When was the last time the Republican Party had a Presidential candidate that you would drive a good-sized distance to hear speak?
I would submit it was Ronald Reagan in 1984. Let's look at what we've had since then. George Bush ran in 1988 and 1992. Dana Carvey's impression was a show-biz version of Bush's speaking style, but it's fair to say Bush rarely inspired. If you've ever read a text of a Bob Dole speech from 1996, you know how badly he could come across. George W. Bush's problems with the language are well-known. John McCain wasn't too bad when he was shooting straight early in the campaign, but he did become a little programmed and less interesting later on.

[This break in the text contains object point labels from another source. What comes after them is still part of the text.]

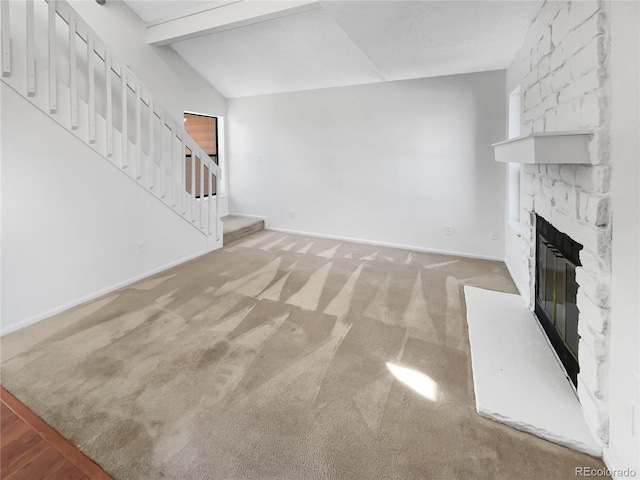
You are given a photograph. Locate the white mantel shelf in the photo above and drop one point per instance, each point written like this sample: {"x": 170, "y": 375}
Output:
{"x": 551, "y": 147}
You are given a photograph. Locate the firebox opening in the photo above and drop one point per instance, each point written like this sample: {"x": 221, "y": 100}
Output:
{"x": 557, "y": 257}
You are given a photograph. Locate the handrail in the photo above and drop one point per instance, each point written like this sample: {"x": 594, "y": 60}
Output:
{"x": 99, "y": 131}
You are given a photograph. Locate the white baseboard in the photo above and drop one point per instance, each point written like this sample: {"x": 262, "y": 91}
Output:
{"x": 383, "y": 244}
{"x": 94, "y": 295}
{"x": 259, "y": 217}
{"x": 617, "y": 471}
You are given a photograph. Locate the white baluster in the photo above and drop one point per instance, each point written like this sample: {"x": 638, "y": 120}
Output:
{"x": 109, "y": 119}
{"x": 92, "y": 88}
{"x": 6, "y": 38}
{"x": 73, "y": 74}
{"x": 152, "y": 163}
{"x": 53, "y": 85}
{"x": 31, "y": 58}
{"x": 138, "y": 164}
{"x": 125, "y": 135}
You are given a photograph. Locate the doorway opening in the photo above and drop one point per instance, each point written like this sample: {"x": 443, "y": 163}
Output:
{"x": 204, "y": 130}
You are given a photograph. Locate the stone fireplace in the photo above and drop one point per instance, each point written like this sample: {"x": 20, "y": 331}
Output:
{"x": 563, "y": 72}
{"x": 557, "y": 257}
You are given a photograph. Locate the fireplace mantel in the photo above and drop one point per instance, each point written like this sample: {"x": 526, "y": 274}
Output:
{"x": 545, "y": 148}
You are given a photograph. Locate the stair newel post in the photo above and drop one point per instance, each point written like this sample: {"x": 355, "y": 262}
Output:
{"x": 152, "y": 162}
{"x": 174, "y": 158}
{"x": 92, "y": 87}
{"x": 169, "y": 168}
{"x": 183, "y": 176}
{"x": 201, "y": 205}
{"x": 109, "y": 119}
{"x": 163, "y": 183}
{"x": 210, "y": 180}
{"x": 138, "y": 161}
{"x": 217, "y": 204}
{"x": 53, "y": 85}
{"x": 6, "y": 38}
{"x": 31, "y": 57}
{"x": 193, "y": 185}
{"x": 125, "y": 135}
{"x": 73, "y": 73}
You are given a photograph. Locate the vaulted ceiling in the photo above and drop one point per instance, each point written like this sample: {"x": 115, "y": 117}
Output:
{"x": 254, "y": 47}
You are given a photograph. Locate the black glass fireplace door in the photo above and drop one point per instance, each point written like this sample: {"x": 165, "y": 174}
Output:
{"x": 556, "y": 289}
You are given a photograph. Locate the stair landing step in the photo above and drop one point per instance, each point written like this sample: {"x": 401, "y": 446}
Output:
{"x": 236, "y": 227}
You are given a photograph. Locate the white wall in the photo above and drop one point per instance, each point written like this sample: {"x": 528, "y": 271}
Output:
{"x": 389, "y": 163}
{"x": 624, "y": 377}
{"x": 71, "y": 221}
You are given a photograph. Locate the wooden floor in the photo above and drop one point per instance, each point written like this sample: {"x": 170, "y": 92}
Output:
{"x": 31, "y": 449}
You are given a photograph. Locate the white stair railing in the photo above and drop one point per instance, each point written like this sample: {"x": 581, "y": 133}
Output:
{"x": 69, "y": 74}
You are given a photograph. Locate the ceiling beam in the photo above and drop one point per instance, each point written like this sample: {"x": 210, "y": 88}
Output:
{"x": 223, "y": 16}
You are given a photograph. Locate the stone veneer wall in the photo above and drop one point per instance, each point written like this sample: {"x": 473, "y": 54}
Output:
{"x": 566, "y": 87}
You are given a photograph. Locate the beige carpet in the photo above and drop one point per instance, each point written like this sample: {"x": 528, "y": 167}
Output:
{"x": 279, "y": 357}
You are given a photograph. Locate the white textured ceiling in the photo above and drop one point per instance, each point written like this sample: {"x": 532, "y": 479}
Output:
{"x": 353, "y": 42}
{"x": 152, "y": 10}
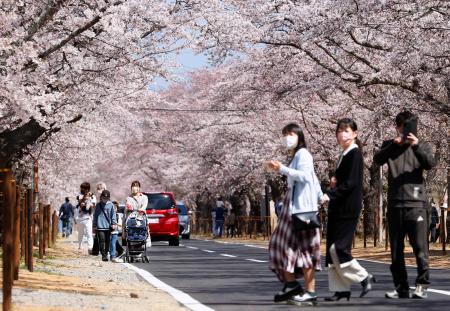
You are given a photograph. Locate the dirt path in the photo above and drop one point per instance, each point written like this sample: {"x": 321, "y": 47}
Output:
{"x": 68, "y": 279}
{"x": 437, "y": 259}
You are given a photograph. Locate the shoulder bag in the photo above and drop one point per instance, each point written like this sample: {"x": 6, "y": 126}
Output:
{"x": 304, "y": 220}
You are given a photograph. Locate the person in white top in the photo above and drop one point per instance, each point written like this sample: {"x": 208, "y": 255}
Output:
{"x": 136, "y": 202}
{"x": 85, "y": 207}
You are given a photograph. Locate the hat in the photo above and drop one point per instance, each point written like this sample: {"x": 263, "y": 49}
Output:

The two best speakers the Democrats have offered in that time period are Barack Obama, who clearly knows how to put together a sentence, and Bill Clinton, whose brainpower usually was on display when he talked. Clearly the Democrats weren't overloaded with speechmaking talents in the past quarter-century. John Kerry, Al Gore and Michael Dukakis were not exactly William Jennings Bryan when it comes to speech-making. Without that edge, they might not ever have won an election.
There has been plenty of talk about how the Republican Party has to come up with some new ideas (most of this talk has come from the center and left, of course). There's always another side of the story that can be told. I'm starting to think that the identity of the party's leadership may come down to who is doing the telling.
If the Republicans can find someone out there who can express a proposed direction for the party and the country, he or she just might be able to grab the nomination for President in 2012. My guess is that such a person is operating under the radar at the present time, which means he or she is not named Romney, Huckabee or Palin.
That person will have a chance to "invent" himself or herself right before our eyes. Palin did that and did that badly in 2008, and she is almost certainly not going to be able to change the image she first projected as something of a lightweight. If you want to know what a burden that image can be, ask what Dan Quayle is up to these days.